Advanced Usage:
Parameters:
The following table outlines user-controllable parameters that can be adjusted at run time:
Parameter Name |
Default Value |
Description |
---|---|---|
infile |
N/A, required |
Prefix to plink library or .raw file to be used as input |
out |
‘chrY_hgs’ |
Prefix to .out and .all files generated by SNAPPY |
min_hap_score |
0.6 |
Minimum match score for a haplogroup to be considered for assignment |
min_deep_score |
0.8 |
Minimum score to switch from highest scoring haplogroup to the deepest haplogroup for assignment |
ref_files_dir |
‘ref_data’ |
Directory where SNAPPY’s reference files are saved |
id2pos |
‘id_to_pos.txt’. |
File listing SNP ids and corresponding positions |
pos2allele |
‘pos_to_allele.txt’ |
File listing SNP positions and corresponding alleles |
hg2snp |
‘y_hg_and_snps.sort’ |
File listing markers and haplogroups |
tree_strct |
‘tree_structure.txt’ |
file listing haplogroup parent-child relationships for haplogroups that do not conform to naming conventions |
ancestral_hg_depth |
2 |
number of ancestral haplogroups to check when considering whether a haplogroup receives a score |
truncate_haps |
N/A |
file with list of haplogroups past which SNAPPY will not make assignments |
All adjustable parameters can be accessed at runtime by calling SNAPPY followed by –help.
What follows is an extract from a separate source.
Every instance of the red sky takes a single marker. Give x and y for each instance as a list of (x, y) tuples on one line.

To adjust a parameter, append a double hyphen (–) followed immediately by the parameter name, a space, and the desired value for that parameter.
Example:
python SNAPPY_v123.py --infile plink_prefix --min_hap_score 0.7
Notes and Considerations:
All reference files included in the current distribution of SNAPPY use positions from human genome version GRCh37. Genotype positions from other versions of the human genome may result in inaccurate results.
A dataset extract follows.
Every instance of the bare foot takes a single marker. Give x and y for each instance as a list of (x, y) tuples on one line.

Prior to running SNAPPY, it may be necessary to check for strand concordance with the Y-chromosome of GRCh37, and to flip and/or remove ambiguous sites and those whose variants correspond to genotyping from the non-reference strand.
A key aspect of the SNAPPY’s success is the robust nature of the Y-chromosome tree and the inclusion of informative variants on the Multi-Ethnic Genotyping Array (MEGA). SNAPPY’s current implementation was designed and tested using genotyping data from the MEGA, which includes over 11,000 variants on the Y-chromosome. SNAPPY should readily apply to other arrays, but care should be taken to ensure that arrays have a sufficient number of loci that are included in the reference library.
Genotyping by sequencing (GBS) is increasingly popular, and data generated through GBS is compatible with SNAPPY, provided that all sites passing quality filters are included in the output genotypes during variant calling (this can be accomplished, for example, using the –emit-all argument in GATK’s variant calling pipeline). Otherwise, haplogroup-informative sites where the reference sequence used in variant calling has a derived allele may not be included in the genotype file.